Immagine di copertina
Illustrazione di Emanuele Fucecchi

Il presidente del consiglio Giuseppe Conte esce da Palazzo Chigi e va a Taranto. Incontra i lavoratori dell’ex Ilva. Parla con loro. Scende in campo. Li affronta, alcuni dei quali a muso duro. Si mette in gioco. Risponde, dibatte, si leva la cravatta, si sbottona la camicia. Smette i panni dell’avvocato cortese e indossa quelli dell’uomo come gli altri che viene dalla Puglia.

E si alza subito un coro: il coraggio di Conte, l’umiltà del premier, il politico che dice le cose come stanno, che non dice bugie, e che ammette di non sapere che fare. “Non ho soluzioni”, ha detto Conte.

È il coro dell’Italia del “tanto siamo destinati a essere scarsi, ad avere politici mediocri e una classe dirigente incompetente che ci riempie di bugie”. Del “viva l‘umiltà”. E allora ecco che il coraggio e la ammissione di incapacità, di impreparazione, di inadeguatezza alle sfide di oggi in un mondo globalizzato vengono premiati.

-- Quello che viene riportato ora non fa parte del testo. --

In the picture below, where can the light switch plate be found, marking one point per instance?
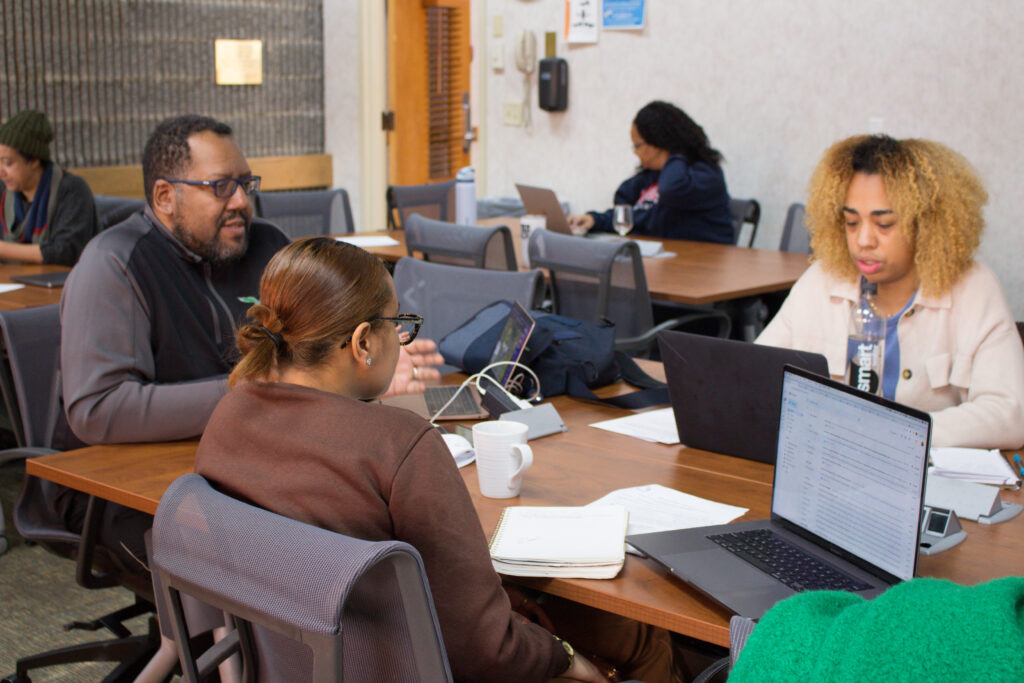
(513, 114)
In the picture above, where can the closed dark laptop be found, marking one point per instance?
(725, 393)
(845, 512)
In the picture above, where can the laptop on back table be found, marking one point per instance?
(846, 505)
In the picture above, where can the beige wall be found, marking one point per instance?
(773, 82)
(341, 95)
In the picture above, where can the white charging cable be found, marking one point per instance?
(483, 375)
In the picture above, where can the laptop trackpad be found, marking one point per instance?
(718, 570)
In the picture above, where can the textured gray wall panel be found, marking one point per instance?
(105, 72)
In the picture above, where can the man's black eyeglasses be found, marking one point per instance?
(407, 325)
(224, 187)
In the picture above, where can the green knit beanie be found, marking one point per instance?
(29, 132)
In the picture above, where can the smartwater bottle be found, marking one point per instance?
(465, 197)
(867, 340)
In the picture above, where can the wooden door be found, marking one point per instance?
(428, 90)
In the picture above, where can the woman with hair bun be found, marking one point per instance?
(295, 435)
(679, 190)
(907, 216)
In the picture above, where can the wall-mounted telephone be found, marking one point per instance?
(525, 61)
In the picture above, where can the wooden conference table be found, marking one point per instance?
(699, 272)
(28, 296)
(572, 468)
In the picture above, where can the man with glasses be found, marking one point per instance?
(150, 314)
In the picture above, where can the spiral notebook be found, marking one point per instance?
(571, 543)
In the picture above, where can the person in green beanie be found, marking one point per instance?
(46, 214)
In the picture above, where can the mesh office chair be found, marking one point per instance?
(796, 239)
(301, 214)
(305, 603)
(473, 246)
(740, 629)
(744, 212)
(32, 340)
(435, 200)
(113, 210)
(30, 347)
(595, 280)
(446, 296)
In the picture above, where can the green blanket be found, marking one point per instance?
(923, 630)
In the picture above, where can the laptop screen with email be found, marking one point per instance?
(850, 470)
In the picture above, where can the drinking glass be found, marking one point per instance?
(622, 218)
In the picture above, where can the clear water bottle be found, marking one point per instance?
(867, 341)
(465, 197)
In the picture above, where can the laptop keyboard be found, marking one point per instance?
(465, 402)
(795, 567)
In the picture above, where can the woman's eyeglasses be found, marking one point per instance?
(407, 325)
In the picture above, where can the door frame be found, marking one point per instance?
(373, 101)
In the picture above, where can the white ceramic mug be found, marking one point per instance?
(502, 457)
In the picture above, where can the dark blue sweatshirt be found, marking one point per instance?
(682, 201)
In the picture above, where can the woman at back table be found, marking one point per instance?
(46, 214)
(906, 215)
(295, 435)
(679, 191)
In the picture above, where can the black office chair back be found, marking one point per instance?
(32, 339)
(435, 201)
(743, 213)
(307, 213)
(796, 239)
(595, 280)
(472, 246)
(446, 296)
(331, 607)
(113, 210)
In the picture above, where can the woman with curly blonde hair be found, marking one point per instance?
(906, 215)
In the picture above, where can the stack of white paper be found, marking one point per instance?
(656, 426)
(579, 543)
(974, 465)
(655, 508)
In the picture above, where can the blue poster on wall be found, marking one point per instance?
(623, 14)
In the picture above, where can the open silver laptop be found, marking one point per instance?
(467, 406)
(846, 505)
(544, 202)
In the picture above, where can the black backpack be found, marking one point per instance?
(568, 355)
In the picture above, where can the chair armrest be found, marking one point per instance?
(28, 452)
(646, 340)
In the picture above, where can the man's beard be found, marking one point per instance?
(214, 251)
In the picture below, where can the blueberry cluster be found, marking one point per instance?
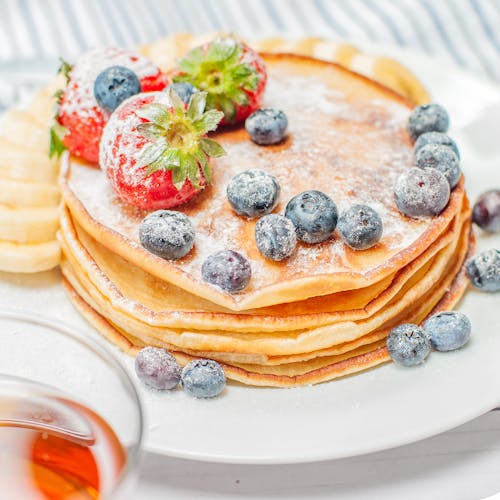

Ma è davvero questa l’Italia che ci piace, che vogliamo essere, che vogliamo elogiare, e che vogliamo mostrare come modello ai nostri figli?

Nell’epoca in cui il leader solo al comando è temuto e subito dopo accantonato, perché immediatamente tacciato d’abuso di eccessivo potere o, peggio, perché accostato all’incubo del ritorno al fascismo, specie se questo ammicca a riferimenti storici che alimentano una narrativa ideologica del buono e del cattivo, del fascista e dell’antifascista, in questa epoca qui, l’uomo umile al comando, che non sa che fare, che ammette la sua debolezza, di fronte a una folla di operai che non conoscono il proprio destino e quello delle loro famiglie, è automaticamente elevato a esempio da seguire ed emulare.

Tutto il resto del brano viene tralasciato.